小学校中学年あたりから、『将棋』に興味を持ちはじめる子が出てきます。

とくに男子に多いでしょうか。

休み時間に「豆名人」たちが将棋をさす姿は微笑ましいものです。

ルールを友だちに教えてあげたり、強い友だちには二人対一人で挑んだり、将棋を介して友だちの輪が広がります。

 


将棋が他の勝負事と大きく違うところ、それは「勝敗の決まり方」です。

たとえば、オセロゲームは最後に盤面のコマの数を数えて「白が多いから、白の勝ち!」となります。

トランプのババ抜きは「一番初めに上がった○○さんの勝ち!」「最後までカードを持っていた○○さん、残念…」。

 


ところが、将棋には、はっきりと分かる勝ち負けの姿がありません。

将棋は、対戦するどちらか一方の「まいりました」「降参です」の言葉で勝敗が決まるのです。
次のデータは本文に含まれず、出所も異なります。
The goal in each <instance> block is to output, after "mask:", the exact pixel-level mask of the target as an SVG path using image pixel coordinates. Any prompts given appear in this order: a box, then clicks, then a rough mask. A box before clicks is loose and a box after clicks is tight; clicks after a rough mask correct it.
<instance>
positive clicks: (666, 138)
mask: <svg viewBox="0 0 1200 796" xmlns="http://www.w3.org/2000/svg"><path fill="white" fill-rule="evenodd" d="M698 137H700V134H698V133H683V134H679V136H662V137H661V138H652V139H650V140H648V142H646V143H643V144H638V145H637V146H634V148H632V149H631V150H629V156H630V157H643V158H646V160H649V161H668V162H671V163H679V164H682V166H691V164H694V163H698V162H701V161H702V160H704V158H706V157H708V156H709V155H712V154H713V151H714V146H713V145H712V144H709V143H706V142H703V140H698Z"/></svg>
敗者の自己申告で勝敗が決まる、そういう意味では将棋は特殊なゲームです。

 


「まいりました」「降参です」という言葉を口に出す経験って、子どもたちには殆どないと思います。

子どもだけではなく、大人もそうでしょうか。

スポーツや勝負事で「勝ち」に向けて努力することは大切です。

ただ、「負け」のときに、涙や反省だけで終わるのではなく、一枚上の相手を敬う気持ちも人として大切ですね。

「まいりました」という言葉を通して、子どもたちにはそんな気持ちを育んでほしいなと思います。

 


昨日、将棋の「棋聖戦」において、藤井聡太棋聖が現役最強と言われる渡辺明名人に勝ちました。

もちろん、この一局も、渡辺名人の「まいりました」という言葉で終わりました。